Mercenaries are specifically excluded from protections. Mercenaries are defined as soldiers who are not nationals of any of the parties to the conflict and are paid more than the local soldiers.

In doing so the Geneva Conventions say something I never appreciated. It says these rules specifically don't apply to some people. The Geneva Conventions don't set rules of etiquette for war in general, they set an agreement between a narrowly defined set of players. I think that the Al-Qaida combatants ought to be entitled to the same rules, but its true that according to the Geneva Convention they don't legally have them.

What I would like to see is a 5th Geneva Convention, to set rules about combat with non-signatories. But thats really not in any nation's interest, since it says "I'll fight clean", but can't make any statement about the other side. It potentially unlevels the playing field.

It could be instead addressed in the scope of something like the Universal Declaration of Human Rights.

Actually it seems it is in the UDoHC:
   UDoHR: Article 5

   No one shall be subjected to torture or to cruel, inhuman or degrading treatment or punishment. 


And then
     Article 10

     Everyone is entitled in full equality to a fair and public hearing by 
     an independent and impartial tribunal, in the determination of his 
     rights and obligations and of any criminal charge against him. 


Seems to pretty much eliminate the whole enemy combatants aren't entitled to a public trial thing which the administration is pushing.

There are a dozen others in there, where the current handling of the 'war on terror' (*sigh*) is fundamentally in conflict with the Universal Declaration of Human Rights.

But, the UDoHR is not legally binding, not in the US or anywhere else. However it is the basis of 2 documents, which are legally binding. The relevant one is
International Covenant on Civil and Political Rights
. However while its internationally legally binding, its not really so in the US. Thats because congress has basically said, its a good goal, but we won't actually recognize this in any lawsuits.

What are we left with...?

nothing.

The US has completely removed the force of law from any international attempt to ensure basic human freedoms, in exchange for preserving our 'national sovereignty'. Iraq was a sovereign nation. But <begin war justification du jour> Saddam was a bad man. he abused his own people<lt;/end&gt; Well he didn't consider them his people. He considered them Kurds. A different tribe. A tribe which he'd been fighting for thousads of years.
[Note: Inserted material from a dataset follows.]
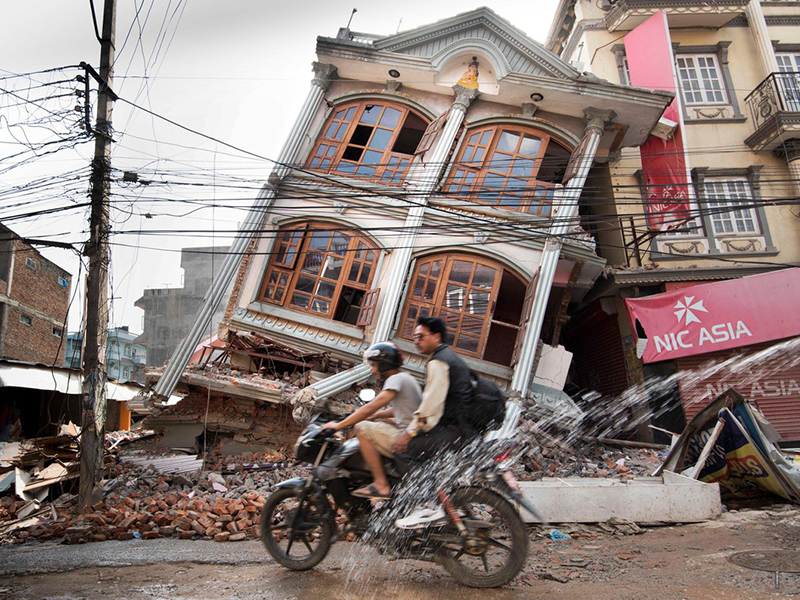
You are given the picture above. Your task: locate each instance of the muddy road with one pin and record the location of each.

A history of propaganda had made them them seem different enough from his Baathists that it was easy to ignore the thoughts that they were human, that they felt pain and were entitled to dignity. Not because their skin was the same color, or becuase they lived in the same national borders, but because they were human. So they were killed, ruthlessly, 10 years ago with weapons, and intelligence supplied by the USA and its CIA. fuck it. I'm hopelessly rambling, and equally frustrated.